If your WordPress theme is giving you problems, the easy fix is to temporarily disable it, which you’d usually do through your dashboard. If you can’t access the dashboard, you may need to use your database instead. This is a bit trickier, but it also enables you to specify which theme to use.
To use your database to change your active theme, you’ll need to follow these steps:
- Access your database using phpMyAdmin.
- Find where your database stores your theme’s value.
- Switch your active theme with another one of your choice.
Do you have any questions about how to change themes through the database? Let’s talk about them in the comments section below!
Article thumbnail image by ProStockStudio / shutterstock.com
Does changing WordPress themes affect your website’s ranking on google?

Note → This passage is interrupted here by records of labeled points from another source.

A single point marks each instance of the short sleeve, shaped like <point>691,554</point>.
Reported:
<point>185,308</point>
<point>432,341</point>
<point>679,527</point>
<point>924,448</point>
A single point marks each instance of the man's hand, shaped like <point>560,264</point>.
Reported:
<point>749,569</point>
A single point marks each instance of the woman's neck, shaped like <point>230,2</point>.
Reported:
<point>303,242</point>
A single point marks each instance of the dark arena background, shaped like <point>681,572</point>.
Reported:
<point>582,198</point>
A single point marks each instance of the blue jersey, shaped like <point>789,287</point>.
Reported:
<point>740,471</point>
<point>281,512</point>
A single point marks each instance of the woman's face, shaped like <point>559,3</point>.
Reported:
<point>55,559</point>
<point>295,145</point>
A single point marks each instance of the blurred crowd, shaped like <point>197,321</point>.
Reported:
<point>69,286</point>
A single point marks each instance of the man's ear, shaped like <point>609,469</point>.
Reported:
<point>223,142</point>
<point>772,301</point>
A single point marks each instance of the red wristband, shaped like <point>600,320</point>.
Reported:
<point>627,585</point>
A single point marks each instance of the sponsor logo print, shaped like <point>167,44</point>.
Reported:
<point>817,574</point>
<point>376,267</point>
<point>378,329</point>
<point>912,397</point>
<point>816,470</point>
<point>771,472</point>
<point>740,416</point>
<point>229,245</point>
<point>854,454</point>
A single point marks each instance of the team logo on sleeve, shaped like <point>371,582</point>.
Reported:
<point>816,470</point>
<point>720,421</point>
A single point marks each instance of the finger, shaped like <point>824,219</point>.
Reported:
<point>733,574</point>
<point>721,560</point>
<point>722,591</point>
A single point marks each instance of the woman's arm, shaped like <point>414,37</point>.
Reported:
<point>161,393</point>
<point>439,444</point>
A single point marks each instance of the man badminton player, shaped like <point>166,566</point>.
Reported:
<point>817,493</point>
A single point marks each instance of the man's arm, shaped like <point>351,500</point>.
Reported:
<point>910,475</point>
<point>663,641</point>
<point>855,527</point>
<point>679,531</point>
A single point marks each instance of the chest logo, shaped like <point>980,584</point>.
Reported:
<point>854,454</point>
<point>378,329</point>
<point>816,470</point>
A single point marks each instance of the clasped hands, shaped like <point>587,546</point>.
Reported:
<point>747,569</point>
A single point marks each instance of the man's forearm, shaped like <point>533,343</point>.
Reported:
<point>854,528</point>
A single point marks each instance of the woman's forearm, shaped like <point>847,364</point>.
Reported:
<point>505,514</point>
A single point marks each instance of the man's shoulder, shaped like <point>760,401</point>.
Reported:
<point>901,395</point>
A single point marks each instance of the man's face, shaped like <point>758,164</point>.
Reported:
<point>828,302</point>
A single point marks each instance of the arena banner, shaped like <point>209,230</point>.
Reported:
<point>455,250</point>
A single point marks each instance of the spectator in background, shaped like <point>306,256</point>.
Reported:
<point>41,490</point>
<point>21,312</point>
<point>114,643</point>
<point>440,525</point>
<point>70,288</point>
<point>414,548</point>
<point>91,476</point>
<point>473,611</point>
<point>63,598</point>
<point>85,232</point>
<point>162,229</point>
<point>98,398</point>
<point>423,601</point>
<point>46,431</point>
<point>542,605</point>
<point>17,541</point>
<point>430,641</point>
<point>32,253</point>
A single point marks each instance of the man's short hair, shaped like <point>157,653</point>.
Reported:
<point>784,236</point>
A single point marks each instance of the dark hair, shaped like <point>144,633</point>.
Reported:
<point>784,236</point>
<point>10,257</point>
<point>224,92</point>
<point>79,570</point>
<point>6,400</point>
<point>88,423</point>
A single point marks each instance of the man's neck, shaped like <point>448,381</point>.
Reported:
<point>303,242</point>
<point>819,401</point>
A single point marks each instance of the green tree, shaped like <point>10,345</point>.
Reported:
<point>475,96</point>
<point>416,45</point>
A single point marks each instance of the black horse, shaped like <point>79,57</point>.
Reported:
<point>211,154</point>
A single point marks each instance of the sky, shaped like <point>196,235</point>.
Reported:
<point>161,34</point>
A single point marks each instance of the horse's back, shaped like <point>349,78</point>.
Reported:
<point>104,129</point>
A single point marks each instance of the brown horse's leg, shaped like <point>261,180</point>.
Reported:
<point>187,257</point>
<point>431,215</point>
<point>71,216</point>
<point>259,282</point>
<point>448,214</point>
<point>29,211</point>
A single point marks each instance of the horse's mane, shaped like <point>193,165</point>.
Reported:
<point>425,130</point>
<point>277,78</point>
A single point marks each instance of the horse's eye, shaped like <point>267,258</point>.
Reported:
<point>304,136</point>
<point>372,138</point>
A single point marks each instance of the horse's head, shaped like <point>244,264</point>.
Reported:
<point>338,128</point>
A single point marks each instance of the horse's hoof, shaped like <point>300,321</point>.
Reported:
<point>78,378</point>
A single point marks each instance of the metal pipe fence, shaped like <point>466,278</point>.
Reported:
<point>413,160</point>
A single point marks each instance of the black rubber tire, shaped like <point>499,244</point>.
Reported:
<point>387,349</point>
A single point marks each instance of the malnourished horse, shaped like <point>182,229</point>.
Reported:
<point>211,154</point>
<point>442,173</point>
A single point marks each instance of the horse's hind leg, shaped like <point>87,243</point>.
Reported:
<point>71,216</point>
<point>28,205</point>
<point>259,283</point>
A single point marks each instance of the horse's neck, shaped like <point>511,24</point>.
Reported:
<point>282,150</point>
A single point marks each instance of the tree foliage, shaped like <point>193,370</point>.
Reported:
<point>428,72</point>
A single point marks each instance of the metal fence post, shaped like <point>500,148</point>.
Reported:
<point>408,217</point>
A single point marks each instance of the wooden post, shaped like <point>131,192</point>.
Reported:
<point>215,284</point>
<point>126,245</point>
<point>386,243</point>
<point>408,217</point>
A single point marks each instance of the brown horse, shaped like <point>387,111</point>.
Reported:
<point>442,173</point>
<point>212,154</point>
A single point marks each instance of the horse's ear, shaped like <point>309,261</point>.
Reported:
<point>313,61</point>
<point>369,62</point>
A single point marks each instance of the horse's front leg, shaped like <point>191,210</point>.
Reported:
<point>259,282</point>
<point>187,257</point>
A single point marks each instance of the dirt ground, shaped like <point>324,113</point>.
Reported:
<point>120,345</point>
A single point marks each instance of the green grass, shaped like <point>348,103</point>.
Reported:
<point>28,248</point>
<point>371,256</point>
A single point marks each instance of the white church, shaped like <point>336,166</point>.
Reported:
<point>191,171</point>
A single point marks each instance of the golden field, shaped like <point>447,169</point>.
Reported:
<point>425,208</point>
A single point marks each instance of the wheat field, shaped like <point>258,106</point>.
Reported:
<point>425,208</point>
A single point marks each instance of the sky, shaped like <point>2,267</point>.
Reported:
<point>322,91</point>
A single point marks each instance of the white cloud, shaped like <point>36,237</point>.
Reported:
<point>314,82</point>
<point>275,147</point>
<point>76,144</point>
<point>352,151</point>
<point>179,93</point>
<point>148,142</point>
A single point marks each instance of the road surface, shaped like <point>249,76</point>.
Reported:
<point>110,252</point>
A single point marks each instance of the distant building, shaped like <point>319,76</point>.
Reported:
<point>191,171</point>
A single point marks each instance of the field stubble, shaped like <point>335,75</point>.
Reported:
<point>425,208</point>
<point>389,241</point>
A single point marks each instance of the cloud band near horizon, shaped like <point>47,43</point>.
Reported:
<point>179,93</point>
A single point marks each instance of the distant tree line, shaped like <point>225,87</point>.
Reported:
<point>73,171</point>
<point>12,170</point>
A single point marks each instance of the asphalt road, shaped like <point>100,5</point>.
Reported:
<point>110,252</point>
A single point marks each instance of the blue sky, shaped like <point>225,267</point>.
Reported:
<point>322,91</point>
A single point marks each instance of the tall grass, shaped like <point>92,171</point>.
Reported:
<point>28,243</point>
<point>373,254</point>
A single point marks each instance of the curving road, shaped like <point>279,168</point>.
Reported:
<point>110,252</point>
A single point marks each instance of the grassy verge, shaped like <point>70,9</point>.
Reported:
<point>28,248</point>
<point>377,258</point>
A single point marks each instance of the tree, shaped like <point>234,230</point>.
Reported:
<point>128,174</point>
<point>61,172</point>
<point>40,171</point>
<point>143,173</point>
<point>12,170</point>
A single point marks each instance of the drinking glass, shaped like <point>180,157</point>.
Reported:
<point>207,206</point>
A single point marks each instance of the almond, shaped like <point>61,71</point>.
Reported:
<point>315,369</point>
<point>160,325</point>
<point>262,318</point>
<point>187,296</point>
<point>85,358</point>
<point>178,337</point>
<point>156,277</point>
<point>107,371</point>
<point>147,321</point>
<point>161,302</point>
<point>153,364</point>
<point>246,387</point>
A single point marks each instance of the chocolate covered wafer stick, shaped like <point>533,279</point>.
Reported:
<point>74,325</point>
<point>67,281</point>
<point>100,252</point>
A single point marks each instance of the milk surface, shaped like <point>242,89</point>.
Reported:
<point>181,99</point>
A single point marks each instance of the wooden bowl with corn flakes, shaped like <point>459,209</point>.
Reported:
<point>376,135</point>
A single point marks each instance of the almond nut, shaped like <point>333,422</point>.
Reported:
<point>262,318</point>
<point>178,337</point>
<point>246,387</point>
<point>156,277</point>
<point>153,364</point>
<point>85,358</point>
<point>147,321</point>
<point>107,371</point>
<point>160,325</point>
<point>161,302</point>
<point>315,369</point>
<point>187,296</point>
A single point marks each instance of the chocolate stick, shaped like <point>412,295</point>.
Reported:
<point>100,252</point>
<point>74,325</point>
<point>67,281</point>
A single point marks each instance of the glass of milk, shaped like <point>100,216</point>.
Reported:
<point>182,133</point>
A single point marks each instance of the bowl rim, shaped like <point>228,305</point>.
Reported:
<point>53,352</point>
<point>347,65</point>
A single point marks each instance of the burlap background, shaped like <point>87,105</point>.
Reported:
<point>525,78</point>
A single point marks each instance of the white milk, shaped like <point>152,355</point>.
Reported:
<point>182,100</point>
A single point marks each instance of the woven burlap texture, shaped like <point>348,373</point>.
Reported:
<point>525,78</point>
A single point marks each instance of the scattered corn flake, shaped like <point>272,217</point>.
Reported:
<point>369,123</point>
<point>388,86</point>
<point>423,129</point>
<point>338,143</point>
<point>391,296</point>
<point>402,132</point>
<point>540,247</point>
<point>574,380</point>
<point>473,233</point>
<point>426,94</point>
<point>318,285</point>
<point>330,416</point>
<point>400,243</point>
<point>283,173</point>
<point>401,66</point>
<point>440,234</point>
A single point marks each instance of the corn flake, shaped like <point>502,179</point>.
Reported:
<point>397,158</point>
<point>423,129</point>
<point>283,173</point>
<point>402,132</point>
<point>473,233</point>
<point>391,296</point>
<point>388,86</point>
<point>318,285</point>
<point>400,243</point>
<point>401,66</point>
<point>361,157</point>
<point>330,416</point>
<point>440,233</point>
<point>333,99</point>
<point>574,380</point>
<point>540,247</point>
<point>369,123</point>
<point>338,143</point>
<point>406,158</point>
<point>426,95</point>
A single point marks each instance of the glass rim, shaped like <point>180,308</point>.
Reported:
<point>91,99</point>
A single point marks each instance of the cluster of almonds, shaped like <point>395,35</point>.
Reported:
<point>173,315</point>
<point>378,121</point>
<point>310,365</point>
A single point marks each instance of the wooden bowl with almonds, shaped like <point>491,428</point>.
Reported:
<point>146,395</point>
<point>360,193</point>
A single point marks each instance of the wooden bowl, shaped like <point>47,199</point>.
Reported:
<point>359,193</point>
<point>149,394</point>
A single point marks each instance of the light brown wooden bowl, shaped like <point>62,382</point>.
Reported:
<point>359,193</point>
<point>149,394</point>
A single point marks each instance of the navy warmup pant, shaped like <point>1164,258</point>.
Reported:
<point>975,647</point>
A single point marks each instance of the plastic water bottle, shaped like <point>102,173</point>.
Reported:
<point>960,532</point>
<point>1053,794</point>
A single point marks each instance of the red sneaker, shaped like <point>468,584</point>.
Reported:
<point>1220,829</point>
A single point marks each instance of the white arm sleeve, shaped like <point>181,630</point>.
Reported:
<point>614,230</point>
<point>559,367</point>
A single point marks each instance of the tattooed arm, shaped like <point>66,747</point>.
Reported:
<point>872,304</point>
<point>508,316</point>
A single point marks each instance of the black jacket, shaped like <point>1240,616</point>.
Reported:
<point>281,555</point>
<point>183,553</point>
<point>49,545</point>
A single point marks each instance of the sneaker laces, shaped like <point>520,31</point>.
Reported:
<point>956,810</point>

Management under folders with WP
Hi, I try to explain, I’m trying to solve a passage that from what I could notice documenting penalizes the visibility of the site on Google with poor visibility, from 0 to 3 daily visits.
The site laspesacasa.it offers the sale of typical products made with WordPress, for logistical reasons and not being able to manage the products I personally created sub-domains.
So the site laspesacasa.it and the parent site and the various subdomains nomedelproduttore.laspesacasa.it are the producers who have different shipping and administration fees, all done with woocommerce.
What I ask is possible to manage everything from the parent site (I do not know if it is the exact wording – tracking code). Example, laspesacasa.it/produttore and within the subfolders manage the woocommerce of the single producer with the different logistical and administrative needs.
Can you help me, need a programmer’s intervention or are there other solutions?
Thanks for this Post.
I’ve had to do a similar thing for the Active Plugins(much different update for the value of the ‘option_name’ for plugins).
I did not know which values to look for in the ‘option_name’ field for the themes. And I would have forgotten to consider the StyleSheet, so thanks for the extra info.